Nevertheless, institutions and governments have integrated Bitcoin into their financial strategy. As Cryptoslate reports, the Emirate of Abu Dhabi revealed its $439 million position in the Bitcoin ETF. In the US, President Trump has signed an executive order to launch strategic Bitcoin reserves, showing official sector interest in keeping Bitcoin along with traditional reserves.
Compounding the outlook further, the 2025 US trade policy introduced tariffs on its major trading partners, contributing to inflationary pressures, resulting in a decline of around 10% in the annual dollar index. BlackRock CEO Larry Fink warned in an official statement that the risk of financial obligations and dollar behaviour could increase digital assets like Bitcoin as an alternative, and that Bitcoin’s role reflects sentiment from some financial facilities that are moving from speculative assets to strategic preparation.
Currently, the US total debt is rising at $37 trillion, but the dollar is in a volatile position.
However, the surge in facility adoption is consistent with a decline in evidence of grassroots activity. In 2025, on-chain throughput was destroyed several times a day by over 500,000, but Lightning Network capacity has been addicted to around 5,000 BTC since mid-2022.
Additionally, in the past few months, the capacity of around 4,300 BTC has been slightly reduced, according to Mempool.space. The Lightning network is not the only way to move Bitcoin cheaply on-chain, but it is a multitude of layer 1 hosted forms of wrapped Bitcoin that are regularly used across multiple chains.
Transfers below $1,000 make up more than half of the total Bitcoin volume in the chain, pointing to a peer-to-peer settlement rather than an integration of exchanges.
These metrics, combined with ETF inflow, the adoption of the Ministry of Corporate Treasury, the allocation of Abu Dhabi, and the US strategic preliminary order, create photos that match the early stages of hyperbitcoinization, Fiat dilution, stronger Bitcoin prices, and the initial move of daily trading to rival monoterirails.
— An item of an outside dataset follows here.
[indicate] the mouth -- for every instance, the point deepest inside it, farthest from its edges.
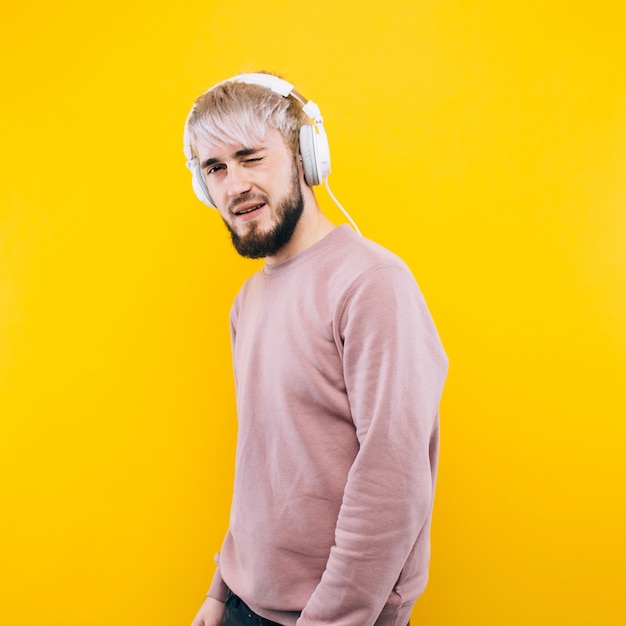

As lightning and other layers of throughput grow even further, a framework for mass transaction adoption will be introduced, and the role of Bitcoin will shift from hedging on the balance sheet to available money.
That transition is ongoing, but rather than integrating Bitcoin as a technological tool that will revolutionize Tradfi, it focuses on winning Bitcoin.
Still, maybe that’s not what we need right now. If the corporate world relies on Bitcoin for a valuable store, placing that value in a lightning channel to earn yields or staking it to secure other blockchains can be an attractive offer.
From there, using Bitcoin to protect critical infrastructure and building a high-tech stack around Bitcoin’s immutable global time stamp service is the logical next step.
At that point, Bitcoin is not only the highest storage of value, but also the catalyst for securing and integrating its value throughout the digital world.